La tranche d’âge la plus touchée par le chômage en Guinée en 2019 est celle 25 à 29 ans. La même année, le secteur tertiaire a créé plus d’emplois que les autres (45,2%), suivi du secteur primaire 40,5%.

Selon le recensement de 2014, seuls 5,2% de la population active serait au chômage, selon l’institut national des statistiques.
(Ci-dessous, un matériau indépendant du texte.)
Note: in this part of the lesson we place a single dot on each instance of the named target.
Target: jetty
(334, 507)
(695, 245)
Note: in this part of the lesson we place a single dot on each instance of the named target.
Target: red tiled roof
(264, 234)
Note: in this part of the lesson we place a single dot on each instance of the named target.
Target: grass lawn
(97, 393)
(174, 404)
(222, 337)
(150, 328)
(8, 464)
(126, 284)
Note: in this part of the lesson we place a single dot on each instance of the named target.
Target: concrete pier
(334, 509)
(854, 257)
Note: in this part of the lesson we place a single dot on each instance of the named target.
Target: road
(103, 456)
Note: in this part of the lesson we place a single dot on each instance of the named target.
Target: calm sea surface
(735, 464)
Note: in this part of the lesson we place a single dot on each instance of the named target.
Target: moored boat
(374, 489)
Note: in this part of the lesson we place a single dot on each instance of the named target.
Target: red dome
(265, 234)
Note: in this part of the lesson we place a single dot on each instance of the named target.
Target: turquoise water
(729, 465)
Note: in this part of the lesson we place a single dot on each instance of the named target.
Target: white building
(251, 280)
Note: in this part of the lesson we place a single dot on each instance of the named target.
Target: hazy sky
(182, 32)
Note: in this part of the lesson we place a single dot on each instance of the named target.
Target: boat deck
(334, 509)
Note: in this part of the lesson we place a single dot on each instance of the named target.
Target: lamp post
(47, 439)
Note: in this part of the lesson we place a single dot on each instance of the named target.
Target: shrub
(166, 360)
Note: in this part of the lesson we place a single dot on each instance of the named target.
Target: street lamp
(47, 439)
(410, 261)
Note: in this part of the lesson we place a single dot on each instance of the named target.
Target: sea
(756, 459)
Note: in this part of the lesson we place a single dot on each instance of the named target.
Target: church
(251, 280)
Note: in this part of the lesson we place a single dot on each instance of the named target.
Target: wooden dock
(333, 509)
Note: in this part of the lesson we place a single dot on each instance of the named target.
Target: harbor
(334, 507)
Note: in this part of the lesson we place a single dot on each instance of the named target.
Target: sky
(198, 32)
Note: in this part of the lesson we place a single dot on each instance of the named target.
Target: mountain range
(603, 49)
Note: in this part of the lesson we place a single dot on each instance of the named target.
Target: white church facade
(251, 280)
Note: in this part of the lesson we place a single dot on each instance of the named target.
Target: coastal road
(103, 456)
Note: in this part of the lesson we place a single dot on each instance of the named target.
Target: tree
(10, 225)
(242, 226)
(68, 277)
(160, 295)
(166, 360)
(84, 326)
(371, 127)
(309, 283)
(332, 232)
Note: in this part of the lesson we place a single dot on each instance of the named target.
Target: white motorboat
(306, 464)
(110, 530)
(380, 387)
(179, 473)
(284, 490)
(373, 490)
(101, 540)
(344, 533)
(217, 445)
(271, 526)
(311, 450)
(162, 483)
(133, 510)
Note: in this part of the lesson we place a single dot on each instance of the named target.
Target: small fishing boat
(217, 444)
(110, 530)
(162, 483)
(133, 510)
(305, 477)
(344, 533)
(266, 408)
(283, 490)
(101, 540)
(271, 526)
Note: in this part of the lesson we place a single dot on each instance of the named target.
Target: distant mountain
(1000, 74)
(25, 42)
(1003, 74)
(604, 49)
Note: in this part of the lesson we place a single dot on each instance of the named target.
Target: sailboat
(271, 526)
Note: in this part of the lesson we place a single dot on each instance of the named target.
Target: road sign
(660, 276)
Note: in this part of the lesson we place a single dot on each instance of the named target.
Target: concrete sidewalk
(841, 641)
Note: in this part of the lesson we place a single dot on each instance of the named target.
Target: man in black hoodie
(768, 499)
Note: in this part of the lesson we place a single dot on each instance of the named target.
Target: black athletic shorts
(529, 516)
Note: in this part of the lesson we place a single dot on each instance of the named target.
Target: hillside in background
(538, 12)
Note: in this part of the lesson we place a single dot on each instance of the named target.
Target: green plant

En revanche, selon le document « profil migratoire national 2020 » de l’Organisation des nations-Unies pour les migrations, une enquête de 2012 réalisée auprès de populations urbaines uniquement, le taux de chômage des jeunes (15-35 ans) atteint 20%.

Les différentes institutions utilisent des méthodes et des critères différents pour déterminer le taux de chômage.

Sosso Feindouno, économiste du développement et chercheur à la FERDI (un think tank français), consultant à la Banque mondiale dit prendre ces deux chiffres (5,2% et 20%) avec les pincettes.

Selon lui, la Banque mondiale qui reprend les estimations de l’OIT, Organisation internationale du travail, en 2020, fixe le taux de chômage en Guinée à 4,35% contre 4,14 % en 2019. « C’est incompréhensible quand on connaît l’ampleur du chômage en Guinée », s‘étonne l’économiste.